Monday, June 23, 2014

Changing Gears

Greg Foyster quits his job in advertising to explore alternatives to the 'normal' living of long hours in unfulfilling work to pay for a big house full of stuff.

Changing Gears is the diary of his journey from Melbourne to Cairns by bicycle with partner Sophie, searching for more sustainable and more enjoyable ways of living.

Changing Gears book cover

It's a fascinating read. A few people they met seemed quite extreme (I guess that makes for interesting reading). But the ideas can be translated into our own lives. As the author reflects on the experiences of the trip, the reader (or at least this reader) also starts to look at society in a new way - and wonder if there's a better way to live.

Greg meets a man who builds himself a 3m x 3m home for $4,000. I'm not going to do that, but perhaps our houses (and mortgages) are too big for what we really need. I'm amazed to read that nearly 45% of Australian homes have 2 spare bedrooms.

Nor will I copy the Buddhist monk, walking up and down Eastern Australia owning only what he carries. But I do think that perhaps we gather too many material possessions - and become way too attached to them.

So what did Greg learn from the trip?
1. Face hypocrisy. If our values and actions don't match, it's a chance to improve our actions.
2. Money is time, and time is life. Everything we buy represents time we spent at work. Life is short enough without wasting it to buy junk.
3. Stuff breeds stuff. As a former ad man, he knows that for every necessity, there's another bunch of things advertising tricks us into buying. It's not good for our wallet, and it's not good for the planet.

In summary, less junk means less waste, fewer greenhouse emissions, more money and more leisure time.

Monday, June 16, 2014

Video: Collaborative Consumption

Rachel Botsman, author of What's Mine is Yours, explains collaborative consumption - with the 'help' of Julian Morrow. Basically it's the concept that having access to something can be better than owning it.

The cordless drill is a classic case. On average it's used for only 12 minutes in its lifetime. It spends more times being made than it does being used. Yet it seems everyone has one. A better solution might be for a couple of people in the street to have one - and for other people to borrow it. Streetbank is a good site I've found for sharing a variety of things with your neighbours.
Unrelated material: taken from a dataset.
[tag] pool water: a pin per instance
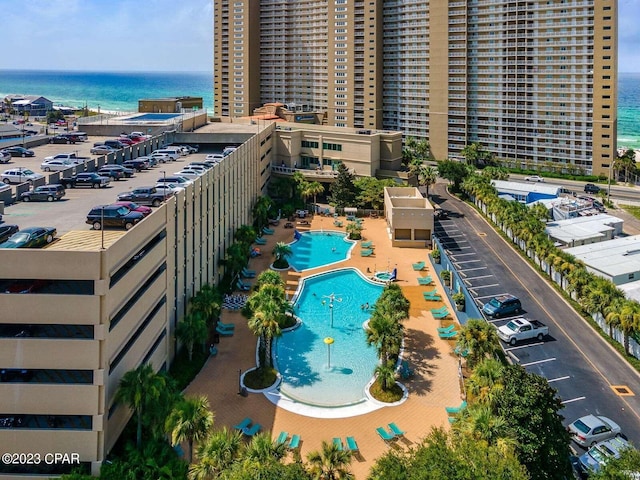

Added to the sites mentioned in the video, there is a directory of them on the Collaborative Consumption website - organised by topic.

All this sharing helps prevent wasteful production. Less energy consumed by factories and trucks - and less stuff eventually going to landfill. Aside from that, it's a great money saver. Now that's a Convenient Solution.

Wednesday, June 11, 2014

G20 or G19?

I'm often impressed how cartoonists sum up a big news story in one sketch.

The Australian Prime Minister is currently touring the USA. Later this year Australia hosts the G20. There's been some talk about how the Australian government might explain it's lack of action on climate change.

In recent times, the USA has announced a 30% reduction to power station emissions, China will cap its emissions, and Finland has just announced an 80% emission reduction target. The latter receiving much less coverage.

I've written plenty about how Australia is far behind the rest of the world on climate action. But the cartoonist sums it up in an illustration.

PS. The US move will also reduce particulate pollution, and as a result will avoid up to 6,600 premature deaths, up to 150,000 asthma attacks in children, and up to 490,000 missed work or school days. That's $93 billion in climate and public health benefits. Also, it will cut power bills by 8% by increasing efficiency. It's a shame those sorts of benefits don't seem to interest Australia.

Tuesday, June 10, 2014

Thankyou, Bendigo Bank

Bendigo Bank, Australia's biggest bank (outside the major 4) has announced its opposition to coal, saying it will "not lend to companies for whom the core ­activity is the exploration, mining, manufacture or export of thermal coal or coal seam gas".

This is great news. Customers have a new choice for banking ethically, without worrying that their savings are being used to fund coal pollution. Also, it shows that banks can run just fine without the fossil fuel industry.

Why not join me in thanking Bendigo (it's an easy type-and-send). This might be the first time we've sent a thankyou to a bank!

PS. Compare banks at Market Forces
See Bendigo's full statement

Sunday, June 08, 2014

The Optimistic Pessimist

I was listening to a podcast from ABC Sunday Nights (Sustaining Creation) and was struck by this comment:
"We have to have pessimism of the intellect and we have to have optimism of the will. And that sort of optimism as an act of will is a very powerful place to be... It's hope as an act of will. There's no point in pessimism at this time."

It reminded me of a quote a friend shared recently:
"When asked if I am pessimistic or optimistic about the future, my answer is always the same: if you look at the science about what is happening on earth and aren't pessimistic, you don't understand the data.
But if you meet the people who are working to restore this earth and the lives of the poor, and you aren't optimistic, you haven't got a pulse."

That very much reflects my own experience - as you might have noticed here on the blog. Understanding the enormity of climate change can be quite disheartening, but seeing the kind of ideas and solutions that are possible is also very exciting.